Elke Partij kan te allen tijde aan het Secretariaat een lijst voorleggen van soorten, waarvan hij verklaart dat hij hen, binnen de grenzen van zijn bevoegdheid, tot het onderwerp heeft gemaakt van een regeling ter verwezenlijking van de in het derde lid van artikel II voorziene doeleinden. Bijlage III bevat de namen van de Partijen die de soort daarop hebben doen opnemen, de wetenschappelijke namen van die soorten en de delen der betreffende dieren en planten en de hieruit verkregen produkten welke uitdrukkelijk worden vermeld met betrekking tot de soort overeenkomstig het bepaalde in letter b) van artikel I.
2.
Elke ingevolge het bepaalde in het eerste lid van dit artikel voorgelegde lijst, wordt door het Secretariaat zo spoedig mogelijk na ontvangst aan de Partijen medegedeeld. De lijst wordt als een integrerend deel van Bijlage III van kracht 90 dagen na de datum van een dergelijke mededeling.

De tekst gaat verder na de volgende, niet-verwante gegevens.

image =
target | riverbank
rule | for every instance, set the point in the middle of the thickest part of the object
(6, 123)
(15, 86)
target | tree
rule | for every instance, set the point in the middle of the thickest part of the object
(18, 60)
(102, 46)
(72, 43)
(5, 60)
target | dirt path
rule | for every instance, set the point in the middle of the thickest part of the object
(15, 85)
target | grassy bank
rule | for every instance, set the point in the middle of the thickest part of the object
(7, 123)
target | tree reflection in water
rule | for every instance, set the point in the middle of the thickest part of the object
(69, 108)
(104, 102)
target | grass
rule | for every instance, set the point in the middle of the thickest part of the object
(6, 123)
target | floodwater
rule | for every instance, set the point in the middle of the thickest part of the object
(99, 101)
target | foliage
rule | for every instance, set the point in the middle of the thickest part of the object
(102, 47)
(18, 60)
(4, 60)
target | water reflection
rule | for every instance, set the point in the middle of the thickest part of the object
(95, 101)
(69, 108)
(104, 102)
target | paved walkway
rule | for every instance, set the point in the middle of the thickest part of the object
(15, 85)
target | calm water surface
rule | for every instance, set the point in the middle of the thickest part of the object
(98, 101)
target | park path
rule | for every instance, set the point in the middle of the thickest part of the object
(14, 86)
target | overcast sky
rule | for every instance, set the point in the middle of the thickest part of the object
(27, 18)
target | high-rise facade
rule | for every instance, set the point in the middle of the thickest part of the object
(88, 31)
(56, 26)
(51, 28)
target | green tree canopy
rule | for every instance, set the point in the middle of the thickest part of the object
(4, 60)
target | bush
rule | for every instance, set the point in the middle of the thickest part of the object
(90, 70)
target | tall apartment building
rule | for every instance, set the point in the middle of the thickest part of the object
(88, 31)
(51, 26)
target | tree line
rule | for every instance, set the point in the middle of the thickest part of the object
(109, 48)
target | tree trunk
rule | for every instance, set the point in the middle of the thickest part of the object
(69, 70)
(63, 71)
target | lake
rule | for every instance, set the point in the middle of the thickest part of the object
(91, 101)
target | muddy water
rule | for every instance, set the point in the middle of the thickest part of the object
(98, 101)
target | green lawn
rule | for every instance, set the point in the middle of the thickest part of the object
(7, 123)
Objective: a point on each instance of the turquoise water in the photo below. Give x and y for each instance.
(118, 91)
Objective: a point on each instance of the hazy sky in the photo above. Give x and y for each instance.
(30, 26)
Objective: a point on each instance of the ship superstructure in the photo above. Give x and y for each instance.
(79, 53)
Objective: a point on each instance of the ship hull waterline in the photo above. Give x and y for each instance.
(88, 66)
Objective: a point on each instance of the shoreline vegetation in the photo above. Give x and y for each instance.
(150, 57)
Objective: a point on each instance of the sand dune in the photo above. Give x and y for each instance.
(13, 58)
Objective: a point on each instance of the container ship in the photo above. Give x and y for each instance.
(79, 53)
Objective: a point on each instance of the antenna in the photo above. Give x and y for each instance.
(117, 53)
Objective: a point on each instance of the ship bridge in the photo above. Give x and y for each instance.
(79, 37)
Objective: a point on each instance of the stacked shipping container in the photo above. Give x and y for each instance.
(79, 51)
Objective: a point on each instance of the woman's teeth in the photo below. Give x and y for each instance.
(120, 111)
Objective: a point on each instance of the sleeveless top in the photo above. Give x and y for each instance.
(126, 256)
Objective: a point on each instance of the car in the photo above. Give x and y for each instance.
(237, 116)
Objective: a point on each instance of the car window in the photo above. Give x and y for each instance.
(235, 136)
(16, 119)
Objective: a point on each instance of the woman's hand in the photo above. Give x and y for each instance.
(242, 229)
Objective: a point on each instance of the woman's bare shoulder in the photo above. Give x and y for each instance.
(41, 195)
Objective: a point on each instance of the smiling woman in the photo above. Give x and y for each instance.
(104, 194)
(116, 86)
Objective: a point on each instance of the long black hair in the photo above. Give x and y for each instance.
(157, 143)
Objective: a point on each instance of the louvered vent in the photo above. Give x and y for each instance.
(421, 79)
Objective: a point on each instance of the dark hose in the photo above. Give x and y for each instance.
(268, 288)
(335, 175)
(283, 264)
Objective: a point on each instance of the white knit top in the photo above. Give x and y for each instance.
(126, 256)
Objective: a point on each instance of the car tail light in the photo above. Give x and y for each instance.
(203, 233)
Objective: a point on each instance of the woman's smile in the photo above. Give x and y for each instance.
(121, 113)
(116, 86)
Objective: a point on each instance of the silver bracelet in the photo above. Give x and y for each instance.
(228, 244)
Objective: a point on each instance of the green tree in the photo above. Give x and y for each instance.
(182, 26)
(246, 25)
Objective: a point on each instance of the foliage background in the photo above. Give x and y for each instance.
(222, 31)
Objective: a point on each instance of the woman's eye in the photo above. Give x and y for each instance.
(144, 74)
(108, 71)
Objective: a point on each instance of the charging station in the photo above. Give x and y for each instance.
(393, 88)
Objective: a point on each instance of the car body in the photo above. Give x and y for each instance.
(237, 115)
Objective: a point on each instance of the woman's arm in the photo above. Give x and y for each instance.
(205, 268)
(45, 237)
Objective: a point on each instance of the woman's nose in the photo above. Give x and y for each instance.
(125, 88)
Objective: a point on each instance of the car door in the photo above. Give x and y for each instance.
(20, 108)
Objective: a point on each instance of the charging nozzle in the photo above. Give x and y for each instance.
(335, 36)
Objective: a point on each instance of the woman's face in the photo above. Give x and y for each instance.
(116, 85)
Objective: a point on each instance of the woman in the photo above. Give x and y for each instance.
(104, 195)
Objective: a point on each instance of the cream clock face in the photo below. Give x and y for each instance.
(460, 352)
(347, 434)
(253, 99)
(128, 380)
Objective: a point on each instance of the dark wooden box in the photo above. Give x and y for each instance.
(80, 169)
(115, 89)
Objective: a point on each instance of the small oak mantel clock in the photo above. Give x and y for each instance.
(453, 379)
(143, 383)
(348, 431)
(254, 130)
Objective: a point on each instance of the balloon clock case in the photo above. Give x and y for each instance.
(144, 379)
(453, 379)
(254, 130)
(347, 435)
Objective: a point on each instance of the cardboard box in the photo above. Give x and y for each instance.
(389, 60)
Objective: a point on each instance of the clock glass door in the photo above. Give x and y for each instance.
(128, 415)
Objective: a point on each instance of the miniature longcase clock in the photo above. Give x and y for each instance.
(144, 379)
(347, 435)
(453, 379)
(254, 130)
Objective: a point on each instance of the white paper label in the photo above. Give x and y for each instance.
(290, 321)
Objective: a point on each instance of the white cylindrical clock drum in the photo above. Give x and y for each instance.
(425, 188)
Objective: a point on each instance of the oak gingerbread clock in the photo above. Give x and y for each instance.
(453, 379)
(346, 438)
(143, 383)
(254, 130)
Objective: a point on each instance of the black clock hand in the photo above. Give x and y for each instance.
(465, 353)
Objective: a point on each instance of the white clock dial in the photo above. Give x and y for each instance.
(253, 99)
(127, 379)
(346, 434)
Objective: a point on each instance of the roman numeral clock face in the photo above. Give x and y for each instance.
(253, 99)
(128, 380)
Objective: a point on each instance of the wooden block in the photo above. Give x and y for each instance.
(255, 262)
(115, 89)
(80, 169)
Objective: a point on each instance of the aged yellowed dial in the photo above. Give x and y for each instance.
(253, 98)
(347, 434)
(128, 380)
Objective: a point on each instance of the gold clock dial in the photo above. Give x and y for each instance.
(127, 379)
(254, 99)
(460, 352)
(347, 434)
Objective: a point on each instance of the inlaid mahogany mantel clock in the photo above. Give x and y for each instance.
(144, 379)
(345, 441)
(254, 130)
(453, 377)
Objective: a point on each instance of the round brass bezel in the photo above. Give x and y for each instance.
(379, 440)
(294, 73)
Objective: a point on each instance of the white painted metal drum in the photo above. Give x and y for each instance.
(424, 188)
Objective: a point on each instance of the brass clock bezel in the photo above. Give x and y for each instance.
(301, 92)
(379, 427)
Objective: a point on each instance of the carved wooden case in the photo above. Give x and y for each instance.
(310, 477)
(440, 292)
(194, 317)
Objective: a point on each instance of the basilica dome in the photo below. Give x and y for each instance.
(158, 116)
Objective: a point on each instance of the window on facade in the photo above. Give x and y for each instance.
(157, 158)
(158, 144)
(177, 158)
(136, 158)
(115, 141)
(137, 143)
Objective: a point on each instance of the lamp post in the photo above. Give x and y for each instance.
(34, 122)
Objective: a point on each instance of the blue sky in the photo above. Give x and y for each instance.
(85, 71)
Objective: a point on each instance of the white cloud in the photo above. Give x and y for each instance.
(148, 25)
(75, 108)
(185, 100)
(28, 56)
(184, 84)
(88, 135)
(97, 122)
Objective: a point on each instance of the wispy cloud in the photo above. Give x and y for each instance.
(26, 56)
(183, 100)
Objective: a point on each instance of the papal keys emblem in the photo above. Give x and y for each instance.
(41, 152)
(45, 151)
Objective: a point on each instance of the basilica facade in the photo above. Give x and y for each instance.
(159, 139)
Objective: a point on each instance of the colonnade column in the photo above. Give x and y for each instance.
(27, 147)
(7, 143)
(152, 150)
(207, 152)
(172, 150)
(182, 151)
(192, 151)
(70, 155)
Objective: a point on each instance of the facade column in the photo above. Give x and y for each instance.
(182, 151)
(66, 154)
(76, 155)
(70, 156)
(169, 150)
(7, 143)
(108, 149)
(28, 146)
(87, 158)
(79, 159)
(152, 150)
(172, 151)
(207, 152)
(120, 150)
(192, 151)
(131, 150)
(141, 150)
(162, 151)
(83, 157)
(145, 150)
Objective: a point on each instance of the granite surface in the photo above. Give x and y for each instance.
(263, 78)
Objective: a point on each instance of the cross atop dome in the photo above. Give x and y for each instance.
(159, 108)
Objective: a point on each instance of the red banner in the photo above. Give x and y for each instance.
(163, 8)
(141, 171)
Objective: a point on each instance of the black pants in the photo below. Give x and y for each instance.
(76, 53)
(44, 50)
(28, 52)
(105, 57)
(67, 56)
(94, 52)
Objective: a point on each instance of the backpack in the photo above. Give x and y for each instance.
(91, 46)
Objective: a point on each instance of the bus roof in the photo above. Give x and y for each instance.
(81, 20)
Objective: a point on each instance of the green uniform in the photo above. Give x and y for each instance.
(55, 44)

Elke Partij kan, te allen tijde na ontvangst van deze lijst, door middel van een schriftelijke kennisgeving aan de depot-Regering, een voorbehoud ten aanzien van elke soort, elk deel van of elk produkt verkregen uit de betreffende dieren of planten, indienen en zolang dit voorbehoud niet is ingetrokken, wordt die Staat beschouwd als een Staat die geen Partij bij deze Overeenkomst is wat betreft de handel in de soort of het deel van of het verkregen produkt uit de betreffende dieren of planten.
3.
Een Partij die een soort in Bijlage III heeft laten opnemen, kan dit te allen tijde weer ongedaan maken door middel van een schriftelijke kennisgeving aan het Secretariaat dat alle Partijen hiervan in kennis stelt. De ongedaanmaking wordt 30 dagen na de datum van deze kennisgeving van kracht.
4.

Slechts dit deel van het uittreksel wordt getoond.